The northeastern Maracaibo Basin in western Venezuela was deformed by Paleogene thrusting and an associated tear fault (Burro Negro right-lateral strike-slip fault zone), related to Paleogene oblique collision between the Caribbean and South American plates. Two different tectonic models have been previously proposed for the thick Paleogene depocenter located along the northeastern margin of the Maracaibo Basin. The first model proposes that the depocenter is a foreland basin controlled by southwestward-directed overthrusting during a late Paleocene–middle Eocene oblique collision between the Caribbean and South American plates. The second model, supported by data presented in this study, proposes that the asymmetric Paleogene Maracaibo sedimentary wedge was controlled by strike-slip displacement along a right-lateral tear fault, separating southeast-directed thrust sheets to the east (Lara nappes) from a more stable platform area to the west (Maracaibo Basin).
Regional seismic lines recorded to 5 s two-way traveltime reveal the structure of the asymmetric Paleogene depocenter in the northeastern part of the Maracaibo Basin. The approximately 100-km (62-mi)-long Burro Negro fault is a right-lateral strike-slip fault separating less deformed, inner- to outer-shelf rocks of the western Maracaibo Basin from highly deformed, deep-marine rocks of the eastern Maracaibo Basin. Seismic lines northeast of the Burro Negro fault zone show elongate, subsurface basins bounded by partially inverted reverse and strike-slip faults filled with about 3 km (1.8 mi) of Oligocene and Miocene clastic marine sedimentary rocks. Structural highs of Eocene rocks are characterized at depth on seismic reflection lines by chaotic seismic reflections that underlie the more coherently stratified Oligocene and Miocene subbasins. We interpret these structural highs as steeply dipping fault zones and shale diapirs activated during Eocene–Oligocene oblique plate convergence.

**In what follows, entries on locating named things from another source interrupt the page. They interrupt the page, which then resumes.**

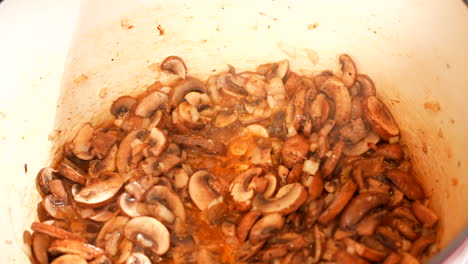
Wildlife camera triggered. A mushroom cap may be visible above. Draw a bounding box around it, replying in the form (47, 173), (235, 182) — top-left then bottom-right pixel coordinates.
(169, 77), (206, 107)
(189, 170), (221, 211)
(74, 172), (124, 207)
(229, 168), (262, 211)
(124, 216), (170, 255)
(161, 56), (187, 79)
(135, 91), (168, 117)
(110, 95), (137, 117)
(252, 182), (307, 215)
(249, 213), (285, 244)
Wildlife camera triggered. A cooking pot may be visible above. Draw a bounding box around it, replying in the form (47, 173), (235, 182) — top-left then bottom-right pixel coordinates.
(0, 0), (468, 263)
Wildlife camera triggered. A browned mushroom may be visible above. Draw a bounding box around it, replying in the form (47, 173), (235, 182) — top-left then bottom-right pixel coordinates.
(110, 96), (137, 117)
(171, 135), (226, 155)
(51, 254), (88, 264)
(161, 56), (187, 79)
(124, 216), (170, 255)
(189, 170), (224, 211)
(252, 182), (307, 215)
(229, 168), (262, 212)
(74, 172), (124, 207)
(356, 74), (376, 97)
(320, 78), (351, 127)
(96, 216), (129, 256)
(340, 192), (389, 228)
(318, 180), (357, 224)
(340, 54), (357, 87)
(31, 232), (50, 264)
(321, 141), (344, 179)
(49, 239), (105, 260)
(385, 169), (425, 200)
(412, 201), (439, 228)
(281, 135), (309, 168)
(363, 96), (400, 141)
(249, 213), (284, 245)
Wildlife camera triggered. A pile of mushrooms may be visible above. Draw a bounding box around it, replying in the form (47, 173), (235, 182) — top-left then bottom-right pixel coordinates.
(30, 54), (438, 264)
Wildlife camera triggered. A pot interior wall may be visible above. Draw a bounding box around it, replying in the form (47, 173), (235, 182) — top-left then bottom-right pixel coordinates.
(0, 0), (468, 259)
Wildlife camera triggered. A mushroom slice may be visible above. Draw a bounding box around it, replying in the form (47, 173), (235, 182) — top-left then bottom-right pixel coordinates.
(169, 77), (206, 107)
(412, 201), (439, 228)
(229, 168), (262, 212)
(125, 252), (151, 264)
(51, 254), (88, 264)
(36, 167), (57, 197)
(135, 91), (168, 118)
(31, 232), (50, 264)
(49, 239), (106, 260)
(236, 210), (262, 243)
(385, 169), (425, 200)
(356, 74), (376, 97)
(110, 96), (137, 118)
(189, 170), (223, 211)
(340, 192), (389, 228)
(58, 158), (87, 184)
(161, 56), (187, 79)
(31, 222), (85, 242)
(71, 122), (94, 160)
(115, 129), (148, 175)
(74, 172), (124, 207)
(321, 141), (344, 179)
(171, 135), (226, 155)
(96, 216), (129, 256)
(124, 216), (170, 255)
(281, 135), (309, 168)
(145, 185), (186, 235)
(320, 78), (351, 126)
(318, 180), (357, 224)
(214, 111), (238, 128)
(252, 182), (307, 215)
(343, 131), (380, 156)
(149, 127), (167, 157)
(340, 54), (357, 87)
(363, 96), (400, 141)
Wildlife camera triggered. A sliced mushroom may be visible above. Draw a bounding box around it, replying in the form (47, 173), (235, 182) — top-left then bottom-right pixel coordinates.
(249, 213), (285, 245)
(320, 78), (351, 126)
(110, 96), (137, 117)
(412, 201), (439, 228)
(236, 210), (262, 243)
(281, 135), (309, 168)
(340, 192), (389, 228)
(169, 77), (206, 107)
(229, 168), (262, 212)
(96, 216), (129, 256)
(318, 180), (357, 224)
(31, 222), (85, 242)
(363, 96), (400, 141)
(189, 170), (223, 211)
(49, 239), (105, 260)
(145, 185), (186, 236)
(149, 127), (168, 157)
(31, 232), (50, 264)
(74, 172), (124, 207)
(58, 158), (87, 184)
(124, 216), (170, 255)
(385, 169), (425, 200)
(71, 122), (94, 160)
(340, 54), (357, 87)
(171, 135), (226, 155)
(252, 182), (307, 215)
(51, 254), (88, 264)
(321, 141), (344, 179)
(161, 56), (187, 79)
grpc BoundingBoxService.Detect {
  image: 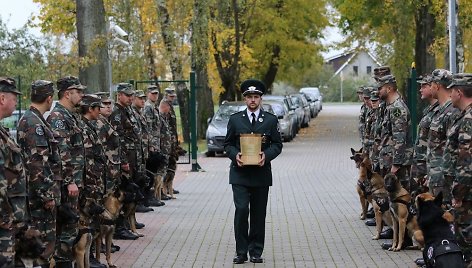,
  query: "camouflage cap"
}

[375,74,397,88]
[134,90,146,98]
[416,74,433,85]
[146,85,159,93]
[56,76,87,91]
[0,77,21,95]
[447,73,472,88]
[370,90,379,101]
[164,87,176,97]
[374,65,391,78]
[116,83,134,95]
[95,91,112,103]
[31,80,54,96]
[431,69,452,86]
[80,94,102,107]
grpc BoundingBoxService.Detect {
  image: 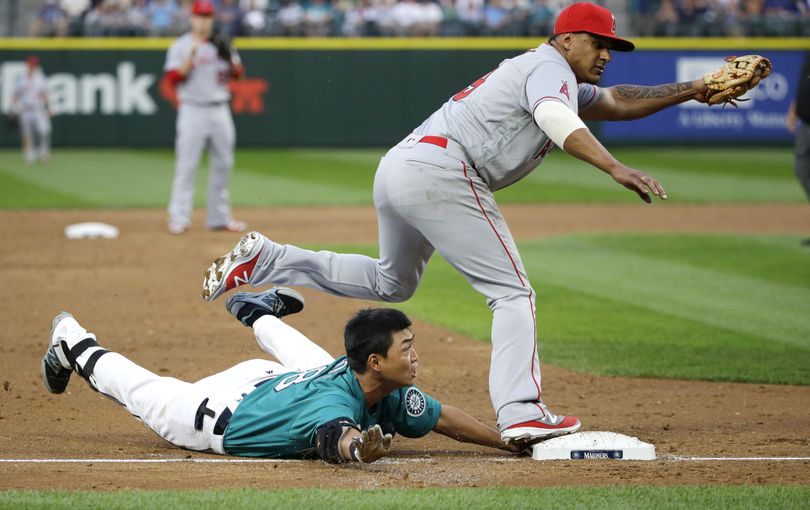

The geology and overall structural configuration of the northeastern Maracaibo Basin and the Burro Negro fault zone support its origin as a right-lateral tear fault. In our model, the Burro Negro fault zone accommodated southeastward migration of the thrust front in the deep-water area east of the fault in the present-day Falcón region. The Paleogene clastic wedge of the Maracaibo Basin exhibits many common features of a classic foreland basin, including onlap onto an arch or forebulge located near the center of the present-day Lake Maracaibo. This paleogeographic coincidence of the Burro Negro fault zone and the Maracaibo shelf edge suggests that the paleotrend of the South American passive margin prior to collision was serrated in map view. West-to-east migration of the Caribbean–South America oblique collision formed progressively younger, parallel tear faults to the east of the Maracaibo Basin that may have formed by the same tectonic process as the Burro Negro fault zone.